It was a meticulously laid out plan. Yet to this day, Leitz still thinks about an oversight that later turned into a glaring error: "We never put anything in there about what would happen if someone did not show up for work one day and never did again," she says.

Leitz and her partner started their divorce practice in July 1997. In October 1999, Leitz's partner, a pilot, died in an emergency crash landing of her plane in San Antonio.

Besides the emotional trauma of her partner's death, Leitz could have confronted a disastrous business situation, as well. She considers herself fortunate because she and her partner's siblings were quick to agree on a resolution, with Leitz writing them a check for her partner's share in the business. Yet Leitz remains amazed at the oversight, and the potential problems it could have caused. She even remembers one day in the office, during their first year in business, when she and her partner talked about how they needed to get life insurance for one another. But it was something they put off.

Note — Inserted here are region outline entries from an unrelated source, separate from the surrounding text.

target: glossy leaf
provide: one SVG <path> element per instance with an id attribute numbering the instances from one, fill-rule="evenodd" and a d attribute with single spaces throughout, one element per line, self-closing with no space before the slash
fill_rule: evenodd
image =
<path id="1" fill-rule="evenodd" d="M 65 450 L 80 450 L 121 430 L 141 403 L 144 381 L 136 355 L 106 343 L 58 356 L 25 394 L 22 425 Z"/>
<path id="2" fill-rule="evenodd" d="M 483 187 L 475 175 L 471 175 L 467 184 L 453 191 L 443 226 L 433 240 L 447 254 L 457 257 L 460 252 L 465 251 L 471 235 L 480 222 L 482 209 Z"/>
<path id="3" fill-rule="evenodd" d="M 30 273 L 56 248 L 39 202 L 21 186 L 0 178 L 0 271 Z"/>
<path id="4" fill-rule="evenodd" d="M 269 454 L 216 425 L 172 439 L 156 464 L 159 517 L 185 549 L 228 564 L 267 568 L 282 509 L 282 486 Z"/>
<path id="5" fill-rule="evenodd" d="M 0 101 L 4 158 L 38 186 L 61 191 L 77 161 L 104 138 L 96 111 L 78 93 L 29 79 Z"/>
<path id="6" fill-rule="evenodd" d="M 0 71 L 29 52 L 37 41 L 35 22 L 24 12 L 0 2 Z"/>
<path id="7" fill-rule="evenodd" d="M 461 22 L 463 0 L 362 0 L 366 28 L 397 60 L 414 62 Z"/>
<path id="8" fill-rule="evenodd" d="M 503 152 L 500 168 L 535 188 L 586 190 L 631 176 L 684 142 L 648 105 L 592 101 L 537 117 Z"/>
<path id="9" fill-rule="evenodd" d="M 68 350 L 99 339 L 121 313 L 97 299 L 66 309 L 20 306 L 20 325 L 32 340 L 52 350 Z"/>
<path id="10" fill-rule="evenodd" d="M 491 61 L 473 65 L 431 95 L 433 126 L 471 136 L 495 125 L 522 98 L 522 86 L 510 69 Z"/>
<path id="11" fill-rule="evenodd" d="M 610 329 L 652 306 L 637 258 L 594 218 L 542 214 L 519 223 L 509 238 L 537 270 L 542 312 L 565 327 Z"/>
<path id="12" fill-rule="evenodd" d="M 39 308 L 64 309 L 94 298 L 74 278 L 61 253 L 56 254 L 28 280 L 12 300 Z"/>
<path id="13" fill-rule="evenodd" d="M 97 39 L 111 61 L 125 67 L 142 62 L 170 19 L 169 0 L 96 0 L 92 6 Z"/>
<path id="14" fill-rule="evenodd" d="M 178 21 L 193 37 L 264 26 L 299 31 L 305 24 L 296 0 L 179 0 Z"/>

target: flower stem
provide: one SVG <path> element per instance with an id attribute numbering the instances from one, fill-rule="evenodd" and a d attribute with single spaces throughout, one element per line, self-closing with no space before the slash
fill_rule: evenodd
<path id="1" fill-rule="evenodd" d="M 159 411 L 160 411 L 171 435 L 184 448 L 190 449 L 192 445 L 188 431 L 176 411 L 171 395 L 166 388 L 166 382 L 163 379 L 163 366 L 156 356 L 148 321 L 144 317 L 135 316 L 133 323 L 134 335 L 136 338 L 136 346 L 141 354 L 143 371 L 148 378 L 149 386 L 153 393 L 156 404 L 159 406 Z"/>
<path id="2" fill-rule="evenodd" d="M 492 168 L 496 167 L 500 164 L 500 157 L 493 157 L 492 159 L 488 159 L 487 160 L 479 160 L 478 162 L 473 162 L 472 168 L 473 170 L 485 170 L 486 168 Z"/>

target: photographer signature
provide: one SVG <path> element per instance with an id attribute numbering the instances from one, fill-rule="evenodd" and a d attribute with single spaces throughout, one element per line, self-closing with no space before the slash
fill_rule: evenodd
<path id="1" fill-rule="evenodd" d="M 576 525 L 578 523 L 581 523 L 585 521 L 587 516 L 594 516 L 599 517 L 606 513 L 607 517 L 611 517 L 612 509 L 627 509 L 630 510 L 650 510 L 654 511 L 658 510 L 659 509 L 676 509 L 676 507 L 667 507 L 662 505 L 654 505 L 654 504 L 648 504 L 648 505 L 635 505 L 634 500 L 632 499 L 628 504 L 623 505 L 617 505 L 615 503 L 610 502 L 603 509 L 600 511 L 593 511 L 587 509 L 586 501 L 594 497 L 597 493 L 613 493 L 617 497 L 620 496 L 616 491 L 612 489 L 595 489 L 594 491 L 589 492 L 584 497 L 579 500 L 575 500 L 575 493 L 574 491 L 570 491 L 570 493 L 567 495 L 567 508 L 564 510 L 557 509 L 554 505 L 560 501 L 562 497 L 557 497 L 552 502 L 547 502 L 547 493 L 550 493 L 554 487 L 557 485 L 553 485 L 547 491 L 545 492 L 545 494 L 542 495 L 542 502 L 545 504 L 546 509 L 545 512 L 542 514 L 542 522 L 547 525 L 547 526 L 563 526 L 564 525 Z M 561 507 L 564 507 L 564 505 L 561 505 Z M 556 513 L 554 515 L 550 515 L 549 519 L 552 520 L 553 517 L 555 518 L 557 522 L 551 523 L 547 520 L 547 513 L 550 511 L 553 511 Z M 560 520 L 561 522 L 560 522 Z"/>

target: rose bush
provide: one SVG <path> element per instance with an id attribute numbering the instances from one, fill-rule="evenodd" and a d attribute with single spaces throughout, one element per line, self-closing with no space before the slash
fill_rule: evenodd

"We were both so young, and we had other things on our mind," she says. "At the time of the conversation, neither of us had hit 40. We were two healthy women feeling we were pretty safe before we hit the middle-age barrier."

It's a classic case of advisors not following their own advice, Leitz says. If it had been a client in that situation, Leitz would have been adamant about the need for life insurance and a contingency plan in the event of death.

"I'd be on them," she says. "You really need to at least address what happens in the event of a death and, as soon as you can afford it, you need to at least buy some policies on each other."

Giving In To Clients

Among the biggest mistakes an advisor can make, it seems, is to forget that the job of an advisor is to give clients advice-not the other way around.

That about sums up the view of some advisors, who say the biggest mistakes they've made in their careers is to let clients walk them down a path they knew in their hearts was wrought with pitfalls, landmines, dead-ends and doom.

It took Stephan Quinn Cassaday, president and founder of Cassaday & Company Inc. in McLean, Va., a few years to learn that he was falling into this trap. When Cassaday started his business in 1993, he thought his biggest mistake was spending 17 years working at wirehouses. He left the wirehouse business because he wanted to give his clients objective advice without conflicting pressures.

"What ended up happening is that being objective and impartial isn't the whole deal," Cassaday says. "You can be honest and have integrity and still be a knucklehead."